The government may tweak the existing Income Tax Act, instead of introducing the direct tax code (DTC). It is very likely that only selected suggestions from the newly drafted law will be incorporated in the existing law. This move will avoid uncertainty for businesses in India which are already suffering from an economic slowdown.
Some provisions from the draft legislation will be added to the existing laws through amendments in the next Budget session of the parliament. The amendments will make the law modern and capable of dealing with different business models by incorporating best practices from all over the globe.
The idea to replace the almost six-decade-old law with the new DTC is now less appealing to the government. As it may unsettle the well-established legislation which will, in turn, create uncertainty for businesses that are suffering from a deep economic slowdown.
The report submitted by the expert panel has not been made public by the finance ministry until today. The report proposed to provide relief to the taxpayers by changing the tax rate for both local and foreign companies to 25% across-the-board, changing in an individual income tax slabs and much more.
A plethora of sub-rules, exemptions and carve-outs, which made the law complex, are meant for specific needs of different industries and section of individuals. If the law is simplified to a greater extent, it won’t last in a dynamic economy like India’s economy.
The timing of policy changes is very vital as the taxpayers may not prefer radical changes in the legislation coincided with the economic downturn. As of today, the taxpayers now how to navigate the existing law and may get affected by the introduction of new policies.
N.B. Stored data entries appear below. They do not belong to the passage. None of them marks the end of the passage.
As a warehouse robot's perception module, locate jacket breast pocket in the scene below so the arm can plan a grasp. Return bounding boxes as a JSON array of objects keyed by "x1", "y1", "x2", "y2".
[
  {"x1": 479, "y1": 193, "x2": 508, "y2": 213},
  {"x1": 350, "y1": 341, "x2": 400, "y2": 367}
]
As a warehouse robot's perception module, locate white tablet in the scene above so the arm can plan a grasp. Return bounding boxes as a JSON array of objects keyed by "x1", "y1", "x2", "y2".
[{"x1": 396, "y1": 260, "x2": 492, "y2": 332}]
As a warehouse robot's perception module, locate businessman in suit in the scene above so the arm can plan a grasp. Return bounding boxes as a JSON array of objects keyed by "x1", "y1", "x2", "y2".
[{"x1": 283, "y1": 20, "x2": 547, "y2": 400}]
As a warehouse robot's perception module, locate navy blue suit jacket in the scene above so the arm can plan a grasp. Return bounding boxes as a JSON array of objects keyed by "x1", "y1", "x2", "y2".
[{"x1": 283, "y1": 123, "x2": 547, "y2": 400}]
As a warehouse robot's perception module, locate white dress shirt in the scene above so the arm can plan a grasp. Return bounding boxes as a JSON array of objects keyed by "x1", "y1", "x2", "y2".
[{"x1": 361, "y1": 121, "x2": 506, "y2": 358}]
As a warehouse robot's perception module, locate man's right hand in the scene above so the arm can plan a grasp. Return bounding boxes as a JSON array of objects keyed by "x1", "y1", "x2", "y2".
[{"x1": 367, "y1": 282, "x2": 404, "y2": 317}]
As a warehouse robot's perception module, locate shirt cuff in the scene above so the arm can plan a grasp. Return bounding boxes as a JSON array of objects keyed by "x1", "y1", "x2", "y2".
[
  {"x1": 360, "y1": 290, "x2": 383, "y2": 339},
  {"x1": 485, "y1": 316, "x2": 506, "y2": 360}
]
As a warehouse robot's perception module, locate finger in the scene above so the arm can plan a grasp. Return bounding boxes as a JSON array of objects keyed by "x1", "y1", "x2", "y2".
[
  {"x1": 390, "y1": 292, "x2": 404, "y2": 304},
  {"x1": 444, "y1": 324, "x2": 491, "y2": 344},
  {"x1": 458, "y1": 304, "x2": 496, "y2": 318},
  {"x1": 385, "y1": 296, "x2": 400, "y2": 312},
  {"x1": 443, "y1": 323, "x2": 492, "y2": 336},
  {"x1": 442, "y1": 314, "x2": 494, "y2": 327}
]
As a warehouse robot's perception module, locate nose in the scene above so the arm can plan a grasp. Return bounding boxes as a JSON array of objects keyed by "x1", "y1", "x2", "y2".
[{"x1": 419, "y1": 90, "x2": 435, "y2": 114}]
The previous government tried to introduce the direct tax code at the beginning of this decade but didn’t. All its proposals along with General Anti Avoidance Rules were inserted in the Income Tax Act, 1961.
The current Finance Ministry’s idea is to amend the existing act with the insights from the detailed review of the expert panel so that the old act becomes capable of dealing with the trends of capital and profits movement across borders.
Besides the introduction of new laws or amending the old one, tax rates are continuously amended through Finance Act annually. The Finance Act 2019 passed in July 2019 has already taken forward the Modi government’s plan of making taxation more progressive, with the higher tax rate for high-income earners.